# Things you wish you knew...



## Mischa (Feb 17, 2010)

I've been talking to Crazy Kian's owner/dad/pack leader and I got to thinking: Are there any tips, training techniques, information, items such as toys, etc. that you wish you had known or had before and only learned later that could have helped raise your V? Or is/was there an issue right now in the teenage years or adulthood you wished you had focused more on when they were a puppy?

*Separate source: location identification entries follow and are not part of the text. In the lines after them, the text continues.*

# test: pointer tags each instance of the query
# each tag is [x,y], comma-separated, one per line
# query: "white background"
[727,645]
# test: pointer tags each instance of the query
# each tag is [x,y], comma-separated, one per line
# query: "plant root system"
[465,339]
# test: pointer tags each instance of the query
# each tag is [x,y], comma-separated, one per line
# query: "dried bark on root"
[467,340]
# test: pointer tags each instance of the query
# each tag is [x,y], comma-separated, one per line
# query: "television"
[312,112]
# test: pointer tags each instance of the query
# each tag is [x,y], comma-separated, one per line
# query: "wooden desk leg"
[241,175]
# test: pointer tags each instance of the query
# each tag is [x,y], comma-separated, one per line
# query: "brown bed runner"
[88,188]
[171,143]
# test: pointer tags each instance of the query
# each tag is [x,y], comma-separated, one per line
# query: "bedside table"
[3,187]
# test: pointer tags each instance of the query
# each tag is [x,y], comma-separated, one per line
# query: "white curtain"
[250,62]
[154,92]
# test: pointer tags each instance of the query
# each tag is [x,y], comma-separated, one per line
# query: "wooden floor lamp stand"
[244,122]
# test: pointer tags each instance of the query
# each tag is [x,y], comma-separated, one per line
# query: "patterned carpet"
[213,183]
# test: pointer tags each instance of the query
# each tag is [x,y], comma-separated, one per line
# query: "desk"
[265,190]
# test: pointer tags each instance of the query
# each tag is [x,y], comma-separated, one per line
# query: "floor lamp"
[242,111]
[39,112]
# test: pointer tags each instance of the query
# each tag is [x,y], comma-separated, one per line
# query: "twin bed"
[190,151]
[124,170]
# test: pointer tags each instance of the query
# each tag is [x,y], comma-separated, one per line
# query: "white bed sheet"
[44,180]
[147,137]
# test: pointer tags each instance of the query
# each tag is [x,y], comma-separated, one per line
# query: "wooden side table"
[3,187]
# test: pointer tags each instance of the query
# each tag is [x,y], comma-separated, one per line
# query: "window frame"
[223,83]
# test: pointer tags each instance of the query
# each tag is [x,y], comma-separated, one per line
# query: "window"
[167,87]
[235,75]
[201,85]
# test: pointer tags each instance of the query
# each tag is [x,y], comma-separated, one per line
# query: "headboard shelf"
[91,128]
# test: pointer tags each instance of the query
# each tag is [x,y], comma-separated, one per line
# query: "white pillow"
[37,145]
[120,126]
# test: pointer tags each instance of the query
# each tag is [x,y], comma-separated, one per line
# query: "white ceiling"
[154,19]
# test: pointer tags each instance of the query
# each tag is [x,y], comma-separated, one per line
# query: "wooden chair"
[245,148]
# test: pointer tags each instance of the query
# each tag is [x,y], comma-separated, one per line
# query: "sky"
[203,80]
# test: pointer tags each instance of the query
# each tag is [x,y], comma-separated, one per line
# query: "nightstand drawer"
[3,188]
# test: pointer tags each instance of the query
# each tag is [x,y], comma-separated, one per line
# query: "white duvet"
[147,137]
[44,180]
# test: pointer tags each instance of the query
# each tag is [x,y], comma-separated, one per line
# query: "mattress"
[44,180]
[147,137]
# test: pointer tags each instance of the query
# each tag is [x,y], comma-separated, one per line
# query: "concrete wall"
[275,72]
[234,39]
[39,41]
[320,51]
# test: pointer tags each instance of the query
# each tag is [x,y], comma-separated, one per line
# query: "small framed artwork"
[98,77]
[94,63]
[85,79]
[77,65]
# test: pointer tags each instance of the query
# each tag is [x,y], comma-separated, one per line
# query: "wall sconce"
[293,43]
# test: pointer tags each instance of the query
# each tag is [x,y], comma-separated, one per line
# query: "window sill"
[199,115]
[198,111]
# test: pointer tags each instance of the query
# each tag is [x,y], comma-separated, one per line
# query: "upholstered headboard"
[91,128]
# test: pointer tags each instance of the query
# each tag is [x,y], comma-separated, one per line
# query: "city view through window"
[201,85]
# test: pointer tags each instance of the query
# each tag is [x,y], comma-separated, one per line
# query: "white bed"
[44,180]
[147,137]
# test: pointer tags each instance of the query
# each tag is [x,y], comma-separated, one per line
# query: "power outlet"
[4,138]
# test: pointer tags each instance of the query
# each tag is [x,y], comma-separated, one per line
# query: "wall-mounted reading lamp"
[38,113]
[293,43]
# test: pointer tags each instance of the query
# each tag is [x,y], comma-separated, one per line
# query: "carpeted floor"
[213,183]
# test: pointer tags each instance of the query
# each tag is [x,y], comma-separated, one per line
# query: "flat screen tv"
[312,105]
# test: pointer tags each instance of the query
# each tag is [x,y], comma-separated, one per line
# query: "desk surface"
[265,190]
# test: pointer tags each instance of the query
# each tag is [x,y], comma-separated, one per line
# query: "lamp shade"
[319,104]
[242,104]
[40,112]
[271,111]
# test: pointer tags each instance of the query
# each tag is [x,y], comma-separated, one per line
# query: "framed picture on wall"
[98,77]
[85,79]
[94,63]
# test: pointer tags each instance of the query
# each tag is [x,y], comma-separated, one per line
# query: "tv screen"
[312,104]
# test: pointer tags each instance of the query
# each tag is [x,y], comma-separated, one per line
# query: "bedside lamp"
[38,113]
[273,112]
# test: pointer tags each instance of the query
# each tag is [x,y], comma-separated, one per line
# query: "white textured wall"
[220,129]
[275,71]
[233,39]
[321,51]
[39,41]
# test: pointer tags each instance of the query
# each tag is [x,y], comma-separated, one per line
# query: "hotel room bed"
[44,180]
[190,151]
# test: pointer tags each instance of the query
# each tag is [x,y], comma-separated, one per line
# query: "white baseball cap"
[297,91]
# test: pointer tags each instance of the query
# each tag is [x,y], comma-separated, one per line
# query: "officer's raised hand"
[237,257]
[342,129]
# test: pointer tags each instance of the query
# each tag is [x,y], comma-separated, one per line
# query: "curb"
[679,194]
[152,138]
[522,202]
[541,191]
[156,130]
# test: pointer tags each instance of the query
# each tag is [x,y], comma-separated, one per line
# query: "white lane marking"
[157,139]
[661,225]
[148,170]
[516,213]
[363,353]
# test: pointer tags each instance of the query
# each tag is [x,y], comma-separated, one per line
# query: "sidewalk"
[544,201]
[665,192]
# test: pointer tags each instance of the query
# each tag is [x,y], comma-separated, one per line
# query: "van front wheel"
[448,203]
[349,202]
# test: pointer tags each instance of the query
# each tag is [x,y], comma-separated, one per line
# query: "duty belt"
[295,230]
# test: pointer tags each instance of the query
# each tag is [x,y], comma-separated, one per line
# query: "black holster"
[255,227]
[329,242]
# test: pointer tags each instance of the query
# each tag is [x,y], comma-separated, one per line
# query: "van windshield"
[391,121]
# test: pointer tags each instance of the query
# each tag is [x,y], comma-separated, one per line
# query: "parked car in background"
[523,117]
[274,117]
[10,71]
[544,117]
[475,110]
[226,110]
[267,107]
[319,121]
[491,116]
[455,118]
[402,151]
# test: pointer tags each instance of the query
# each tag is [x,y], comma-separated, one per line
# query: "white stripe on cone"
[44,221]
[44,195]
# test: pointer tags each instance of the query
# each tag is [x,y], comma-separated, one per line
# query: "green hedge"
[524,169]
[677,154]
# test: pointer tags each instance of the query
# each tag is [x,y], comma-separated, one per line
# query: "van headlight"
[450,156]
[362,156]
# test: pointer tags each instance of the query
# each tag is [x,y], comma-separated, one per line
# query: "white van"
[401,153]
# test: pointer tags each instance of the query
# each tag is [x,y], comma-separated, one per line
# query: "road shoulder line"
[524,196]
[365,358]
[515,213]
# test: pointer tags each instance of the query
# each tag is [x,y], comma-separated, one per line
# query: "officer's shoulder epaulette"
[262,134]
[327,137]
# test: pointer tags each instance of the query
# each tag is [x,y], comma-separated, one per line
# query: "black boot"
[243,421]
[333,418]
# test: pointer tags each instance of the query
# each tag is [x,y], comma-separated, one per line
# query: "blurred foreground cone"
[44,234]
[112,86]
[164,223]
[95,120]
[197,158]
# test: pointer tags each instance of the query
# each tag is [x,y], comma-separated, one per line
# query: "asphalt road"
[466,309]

For me, I'll be honest although this reflects poorly on me (so don't judge! ), when I had my chihuahua, I wish I had socialized him a lot more than I did. Chihuahuas in general aren't too friendly to begin with towards strangers, and I wish that I had taken him out to meet a lot more people when he was a puppy.


----------



## Lisa (Feb 18, 2009)

I really wished we'd worked more on leash walking with Catan. Now he's so much stronger than me and walking him is such a chore but we're working on it.


----------



## fiona long (Feb 15, 2010)

wish i could find a toy that lasts more than 1 day. have tried everything most good quality pet shops sell and have nothing!! bailey destroys it all!


----------



## sarahaf (Aug 17, 2009)

Agreed on both leash work and toys. We've relied on the easy walk harness, but even though the harness allows us to control her, she still wanders back and forth a lot. Loves toys for a day, then bored and looking to steal our stuff. Also with socialization--I think her single biggest behavior problem (besides stealing/destroying our things) is fear of strangers (humans). She barks and even occasionally snarls (only did the latter with a man who has a very unusually loud voice--it jangles us too--and a vet tech who startled her trying to put an id around her neck). I want to work more on that to be sure she won't develop more serious fear aggression.


----------